The dynamic at play is the gravitational force of the protostar. The larger rocky fragments would fall towards the center while the smaller ones would be pushed away by the solar winds. As the fragments get larger due to attraction/collisions with other fragments, centrifugal force kicks in and the fragments begin to orbit on their own, sweeping up more dust and fragments in their paths. There is an equilibrium point where the fragments haven't fallen in and are too dense to be pushed away further when the protostar ignites and blows the dust away. These fragments became the asteroid belt, but weren't big enough to form a planet (the mass wasn't enough to attract the lumps to each other to form one single mass).
-PJ -PJ
That's right, there isn't enough mass in the Asteroid Belt. So the mystery continues.
You lost me there. This thread is getting a bit bizarre. I asked another poster what evolution had to do with a Jupiter like planet and now I'm going to ask you- what has Marx to do with it?
All I was saying is- I don't recall Darwin ever mentioning the creation of planets or predicting the existence of them. I'm really sure he didn't. This has nothing to do with the teachers- it has to do with Darwin's works. Did he make mention of the creation of universes, galaxies, planets? That's all I was commenting upon.
There's a large number of people all over earth today who are thinking something along those lines.
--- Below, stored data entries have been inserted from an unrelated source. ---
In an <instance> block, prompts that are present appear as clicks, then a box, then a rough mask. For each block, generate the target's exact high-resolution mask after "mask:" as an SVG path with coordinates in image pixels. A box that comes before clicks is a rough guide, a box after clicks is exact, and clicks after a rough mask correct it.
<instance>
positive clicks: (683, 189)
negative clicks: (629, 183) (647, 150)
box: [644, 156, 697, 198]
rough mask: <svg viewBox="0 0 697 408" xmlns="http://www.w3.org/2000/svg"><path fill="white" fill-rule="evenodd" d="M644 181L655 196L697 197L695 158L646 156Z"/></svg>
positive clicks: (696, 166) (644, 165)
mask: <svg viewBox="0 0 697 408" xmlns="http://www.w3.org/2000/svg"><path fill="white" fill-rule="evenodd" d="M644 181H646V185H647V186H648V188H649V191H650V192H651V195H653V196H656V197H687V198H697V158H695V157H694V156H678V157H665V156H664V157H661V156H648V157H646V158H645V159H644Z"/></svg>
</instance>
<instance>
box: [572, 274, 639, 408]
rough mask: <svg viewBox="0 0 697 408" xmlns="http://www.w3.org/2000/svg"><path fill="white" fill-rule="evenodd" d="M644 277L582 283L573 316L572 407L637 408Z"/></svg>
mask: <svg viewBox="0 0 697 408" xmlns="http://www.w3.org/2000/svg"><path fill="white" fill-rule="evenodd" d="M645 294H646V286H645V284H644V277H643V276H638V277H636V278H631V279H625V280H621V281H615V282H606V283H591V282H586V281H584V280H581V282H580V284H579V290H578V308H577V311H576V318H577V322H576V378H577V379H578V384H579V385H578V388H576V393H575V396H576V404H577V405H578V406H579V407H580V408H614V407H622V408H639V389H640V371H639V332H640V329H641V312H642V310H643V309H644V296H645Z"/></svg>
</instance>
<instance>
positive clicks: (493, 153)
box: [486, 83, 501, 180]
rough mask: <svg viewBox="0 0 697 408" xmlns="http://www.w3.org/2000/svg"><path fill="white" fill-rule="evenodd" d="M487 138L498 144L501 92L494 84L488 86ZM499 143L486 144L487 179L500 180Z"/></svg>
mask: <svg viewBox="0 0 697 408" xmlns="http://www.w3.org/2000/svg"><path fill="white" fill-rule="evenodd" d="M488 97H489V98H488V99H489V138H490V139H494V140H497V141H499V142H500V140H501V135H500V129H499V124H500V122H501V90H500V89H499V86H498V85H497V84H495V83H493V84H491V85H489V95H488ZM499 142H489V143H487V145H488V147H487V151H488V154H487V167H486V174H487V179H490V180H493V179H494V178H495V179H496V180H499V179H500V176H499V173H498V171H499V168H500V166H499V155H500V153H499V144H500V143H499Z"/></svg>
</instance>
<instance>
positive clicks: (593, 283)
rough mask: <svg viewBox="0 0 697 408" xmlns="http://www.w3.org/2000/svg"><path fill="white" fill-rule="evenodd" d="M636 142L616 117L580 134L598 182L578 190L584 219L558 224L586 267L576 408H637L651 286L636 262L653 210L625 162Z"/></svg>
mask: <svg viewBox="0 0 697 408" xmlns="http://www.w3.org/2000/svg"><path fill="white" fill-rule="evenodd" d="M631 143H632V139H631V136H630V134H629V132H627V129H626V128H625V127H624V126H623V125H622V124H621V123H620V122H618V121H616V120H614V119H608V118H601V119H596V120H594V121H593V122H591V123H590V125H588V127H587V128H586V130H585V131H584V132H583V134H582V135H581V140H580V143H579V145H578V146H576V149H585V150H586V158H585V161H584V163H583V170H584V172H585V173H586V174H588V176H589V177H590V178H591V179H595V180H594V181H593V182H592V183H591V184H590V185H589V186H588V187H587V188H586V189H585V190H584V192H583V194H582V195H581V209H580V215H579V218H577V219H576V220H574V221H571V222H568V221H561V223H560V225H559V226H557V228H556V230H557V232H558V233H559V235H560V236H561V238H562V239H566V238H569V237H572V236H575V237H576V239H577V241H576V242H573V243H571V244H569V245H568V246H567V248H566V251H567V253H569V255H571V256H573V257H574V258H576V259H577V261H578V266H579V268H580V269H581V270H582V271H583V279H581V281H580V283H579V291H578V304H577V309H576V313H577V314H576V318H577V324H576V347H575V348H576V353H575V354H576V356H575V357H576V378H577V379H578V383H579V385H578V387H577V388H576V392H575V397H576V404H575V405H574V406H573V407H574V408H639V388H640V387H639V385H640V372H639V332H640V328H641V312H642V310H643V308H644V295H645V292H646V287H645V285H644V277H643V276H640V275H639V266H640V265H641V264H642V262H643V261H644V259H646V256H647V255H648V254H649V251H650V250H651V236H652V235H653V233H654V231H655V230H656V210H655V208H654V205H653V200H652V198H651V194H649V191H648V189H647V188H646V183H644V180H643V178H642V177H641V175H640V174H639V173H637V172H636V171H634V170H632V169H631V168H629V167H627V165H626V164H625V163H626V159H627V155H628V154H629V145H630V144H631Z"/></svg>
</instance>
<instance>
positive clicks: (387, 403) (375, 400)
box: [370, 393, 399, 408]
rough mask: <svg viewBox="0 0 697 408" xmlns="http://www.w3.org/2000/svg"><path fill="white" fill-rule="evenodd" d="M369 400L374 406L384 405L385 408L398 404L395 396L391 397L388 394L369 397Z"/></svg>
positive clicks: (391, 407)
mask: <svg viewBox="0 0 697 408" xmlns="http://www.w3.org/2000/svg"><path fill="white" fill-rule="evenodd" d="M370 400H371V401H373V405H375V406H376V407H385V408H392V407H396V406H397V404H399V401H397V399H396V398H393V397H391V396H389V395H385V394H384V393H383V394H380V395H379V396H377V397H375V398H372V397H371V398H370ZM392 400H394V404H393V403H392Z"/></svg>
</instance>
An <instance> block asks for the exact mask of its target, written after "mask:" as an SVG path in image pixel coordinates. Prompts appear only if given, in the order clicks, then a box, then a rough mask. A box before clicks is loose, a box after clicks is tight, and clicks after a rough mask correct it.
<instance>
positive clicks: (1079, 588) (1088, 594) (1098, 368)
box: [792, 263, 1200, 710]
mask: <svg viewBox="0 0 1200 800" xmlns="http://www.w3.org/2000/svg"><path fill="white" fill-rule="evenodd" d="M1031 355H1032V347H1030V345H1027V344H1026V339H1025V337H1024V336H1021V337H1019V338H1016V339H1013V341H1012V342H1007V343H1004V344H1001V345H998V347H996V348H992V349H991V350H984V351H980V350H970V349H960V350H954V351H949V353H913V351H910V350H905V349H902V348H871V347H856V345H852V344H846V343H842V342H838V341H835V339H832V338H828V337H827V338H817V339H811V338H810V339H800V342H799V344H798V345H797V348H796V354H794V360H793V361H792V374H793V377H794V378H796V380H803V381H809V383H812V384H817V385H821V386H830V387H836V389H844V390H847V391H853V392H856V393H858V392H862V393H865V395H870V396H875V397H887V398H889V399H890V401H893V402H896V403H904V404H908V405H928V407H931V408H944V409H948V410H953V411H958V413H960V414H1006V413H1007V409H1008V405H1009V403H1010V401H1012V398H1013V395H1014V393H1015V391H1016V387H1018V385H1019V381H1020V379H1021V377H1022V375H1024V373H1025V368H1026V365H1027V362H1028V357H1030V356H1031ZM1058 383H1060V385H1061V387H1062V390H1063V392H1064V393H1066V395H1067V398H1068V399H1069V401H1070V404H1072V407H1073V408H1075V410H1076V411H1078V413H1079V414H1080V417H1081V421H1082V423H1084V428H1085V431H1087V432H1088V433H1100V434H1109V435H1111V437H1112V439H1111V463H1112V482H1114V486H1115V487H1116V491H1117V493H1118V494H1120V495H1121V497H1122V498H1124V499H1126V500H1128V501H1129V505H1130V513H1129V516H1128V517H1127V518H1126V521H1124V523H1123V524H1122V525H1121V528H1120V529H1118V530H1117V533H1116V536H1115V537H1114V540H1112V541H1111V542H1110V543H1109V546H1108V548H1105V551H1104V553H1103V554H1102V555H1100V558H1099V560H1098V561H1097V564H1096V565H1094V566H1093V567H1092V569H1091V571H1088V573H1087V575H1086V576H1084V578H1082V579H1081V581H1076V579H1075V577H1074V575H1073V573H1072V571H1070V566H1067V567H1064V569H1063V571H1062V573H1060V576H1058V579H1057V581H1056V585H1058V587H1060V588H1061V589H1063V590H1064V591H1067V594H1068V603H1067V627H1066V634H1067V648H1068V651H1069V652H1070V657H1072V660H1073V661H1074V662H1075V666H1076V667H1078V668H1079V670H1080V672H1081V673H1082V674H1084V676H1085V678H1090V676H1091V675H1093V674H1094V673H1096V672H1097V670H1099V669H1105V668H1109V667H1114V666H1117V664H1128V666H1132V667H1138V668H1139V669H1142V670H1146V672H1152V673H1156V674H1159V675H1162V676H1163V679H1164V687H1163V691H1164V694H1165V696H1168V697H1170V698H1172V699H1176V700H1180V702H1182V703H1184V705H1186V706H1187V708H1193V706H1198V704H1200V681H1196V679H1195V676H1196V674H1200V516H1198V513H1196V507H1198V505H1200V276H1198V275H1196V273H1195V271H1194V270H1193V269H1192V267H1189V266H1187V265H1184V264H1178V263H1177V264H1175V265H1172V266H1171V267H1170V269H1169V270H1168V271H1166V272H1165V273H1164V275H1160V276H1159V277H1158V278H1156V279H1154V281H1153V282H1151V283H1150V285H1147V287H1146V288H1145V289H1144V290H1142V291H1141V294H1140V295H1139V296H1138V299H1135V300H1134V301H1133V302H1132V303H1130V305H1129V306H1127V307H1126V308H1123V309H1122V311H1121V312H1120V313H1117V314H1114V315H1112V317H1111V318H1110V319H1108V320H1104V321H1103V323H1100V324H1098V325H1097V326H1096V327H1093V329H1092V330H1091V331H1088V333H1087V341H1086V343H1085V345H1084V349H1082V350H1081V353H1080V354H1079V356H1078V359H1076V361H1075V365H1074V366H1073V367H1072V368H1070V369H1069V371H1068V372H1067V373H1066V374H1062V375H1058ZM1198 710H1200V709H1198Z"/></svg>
The distance is so large compared to what we can handle with our technology, the detail we can see is so small compared to what we need to see, that we have a lot of development work to do if we want to be effective in the interstellar world. This should impact everything if a planet even close to earthlike is found there in the next few years.
It's in our backyard. The local arm of the Milky Way. The galaxy is a million times bigger than this trivial volume between earth and HD whatever.
Although astonomers think in such terms on a regular basis- the galaxy is so large as to be simply beyond human comprehension. Then you look at those pictures from Hubble of all those billions of galaxies... It's enough to foggle the mind. Just the sheer scope of it all...
Someone else brought up the subject of evolution and Marx. There isn't any connection with Marx except that his name was mentioned. Forget Marx.
Darwin, though, brought up evolution as a concept and gave it some initial substance, but many others have run with the theory and extended it way beyond Darwin's small example of the origin of species. If you stop with Darwin, you stop before 99% of the applications.
Ok. But I've kept up with physics- to some degree- over the years. It is news to me that Darwinism is closely related to the origins of the universe, galaxies, planetary systems etc. This connection, I would reckon, is pure speculation. Darwinism could be totally disproved and the Big Bang would still hold. Gravity, the Strong and Weak Forces- these things don't unravel if we lack Darwin.
I just fail to see any connection between a large planet orbiting a star nearby and how life may or may not have begun on this planet.
Right you are. It's kind of off the main theme of this thread, which is that there could be another earthlike planet for us if we can get there.